We're finishing up another 2 1/2 months in San Cassiano, so am bringing the recommendations of prior years up to date. Here is the main link to the past. http://chowhound.chow.com/topics/792999
Very little has really changed up here. It almost never does; except for one new place as you'll see below. As far as refugi go, we were at Bioche five times and Scotoni once and there is no change. Both remain wonderful places. There is a new rifugio (for us) if you are going to do one of the hikes east from Val Gardena. This is the Rifugio Col Pradat in Colfosco. Highly recommended.
We were at Pre de Costa many times (including today) both for dinner and lunch. That should speak for itself. Many of you have enjoyed it in the past and nothing has changed. La Signora is as nice as can be, the food is simple and wonderful and speaks of the mountains. The wine list is more than adequate (and you drink from very good stemware); prices are extremely reasonable. The menu rarely changes (why should it; there are many many classic mountain dishes on the menu so there is plenty of change if you eat there two, three or more times during a trip), and there are always a few daily specials. Today among them was ravioli di ricotta affumicata con fondue. Looking at the expanse of meadow in front, the top of Piz Sorega up to the right, Passo Falzarego up to the left and the majestic La Varella behind, as those of you who have been there know, the setting and the food make this a very special trattoria.

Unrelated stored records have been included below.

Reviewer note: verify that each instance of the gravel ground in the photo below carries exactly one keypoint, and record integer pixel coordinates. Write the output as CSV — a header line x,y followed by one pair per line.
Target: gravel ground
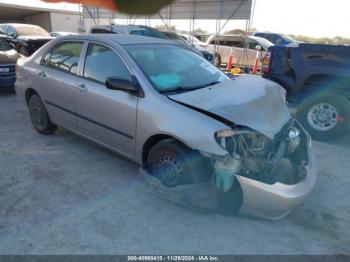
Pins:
x,y
61,194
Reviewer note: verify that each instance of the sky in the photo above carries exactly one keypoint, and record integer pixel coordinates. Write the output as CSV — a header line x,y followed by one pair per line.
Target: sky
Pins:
x,y
318,18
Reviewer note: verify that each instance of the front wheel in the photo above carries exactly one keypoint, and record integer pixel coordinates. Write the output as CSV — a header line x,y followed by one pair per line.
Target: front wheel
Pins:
x,y
174,164
325,116
39,116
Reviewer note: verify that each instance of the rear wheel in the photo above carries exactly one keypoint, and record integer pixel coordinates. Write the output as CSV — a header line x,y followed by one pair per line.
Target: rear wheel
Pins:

La Terraza at Ciasa Solares in Armentarola is perfect for lunch and The Wine bar at the same hotel is very good for dinner. Both have the same very extensive wine list. We were at La Sieia here in San Cassiano for both dinner and lunch and it has held up very well since its opening a few years ago. L'Murin in Corvara (at the Hotel La Perla, but not to be confused with the Michelin starred restaurant at the hotel) is a place we went back to twice and its not only a place with good food and wine, but a really fun place because of the building it's housed in (a renovated barn). Tivoli is the only restaurant that we've ever found worthwhile in Cortina and worthwhile it is. Had our once a year lunch there and it was very good. As I've mentioned in the past, even though you're right over the mountains from the Alta Badia (in the Alto Adige), this is food of the Veneto... totally different from here. We, unfortunately, did not get to our favorite trattoria in Cortina, Baita Fraina.
And there is a new place up here for a very special meal. This is the restaurant part of the Hotel Gran Ander in Pedraces, abot 10 km. from San Cassiano, going north from La Villa. Have held off writing about it because we wanted to make sure that we weren't imagining how good it was the first time we went. Have now been three times, including once with a group of six friends. Each time it has been really excellent. The Irsara family has owned the Hotel Gran Ander for a long time. Andrea Irsara has cooked there with his late father. Now, in addition to the hotel dining room for guests, he has a separate room for outside diners. Four or five tables (depending on the configuration of the parties) in a lovely room facing out toward a great view of La Varella. The restaurant is a gem.
Andrea and his wife Evelyn are wonderful hosts. The service is friendly, flawless and professional, but in a casual way. It is a relaxed meal. The menu is on a blackboard (see below) and changes very often (often every day), depending on what Andrea feels like cooking and what ingredients are available. And they are the freshest and most flavorful ingredients available. The other day I had the Lonza di Vitello, from the hindquarter of the calf. It was one of the best pieces of veal I've ever had. Really. I asked Andrea why it had this incredible flavor. The reason: His uncle raises calves (and pigs and beef) on a farm in San Vigilio, right down the valley. The calves are raised only on milk and salt and are killed at 5 1/2 months. The salmerino that my wife had, was fished, that day, from a stream nearby. We had the risotto with herbs (and finferli which are abundant up here now). Just fantastic! Of course, that meant passing up his pastas which are ethereal. We started with the lingua di vitello with vegetables. His vegetables, too, have intense flavors and he cooks them well, and they are served copiously with his main courses and some of the antipasti.
His plating is pitch perfect, beautifully presented, but plates which are not fussy. There is no "presciousness" in his dishes; in contrast to too many other restaurants, you know exactly what you are eating. The portions are ample, not too small and not overwhelming in size. The wine list is excellent and very moderately priced (a touch above retail). It is a joy to order from the list.
Both Andrea and Evelyn are enthusiastic about what they are doing and it shows in the service and food. Andrea is a master at what he is doing. This is by far the best restaurant for us in The Alto Adige or the Veneto. In terms of comparison, I'd say it reminds us of Il Centro in Priocca in Piemonte. Clearly the ingredients are different, but the style of cooking is the same. Elide Mollo takes local ingredients and uses them in slightly refined Piemontese classic dishes. The dishes are plated very well (but again, no fussiness). The menu changes very frequently. The service by her husband Enrico is warm as is the atmosphere of the room. That well describes what Andrea and Evelyn are doing. Go!!! It really is a wonderful restaurant.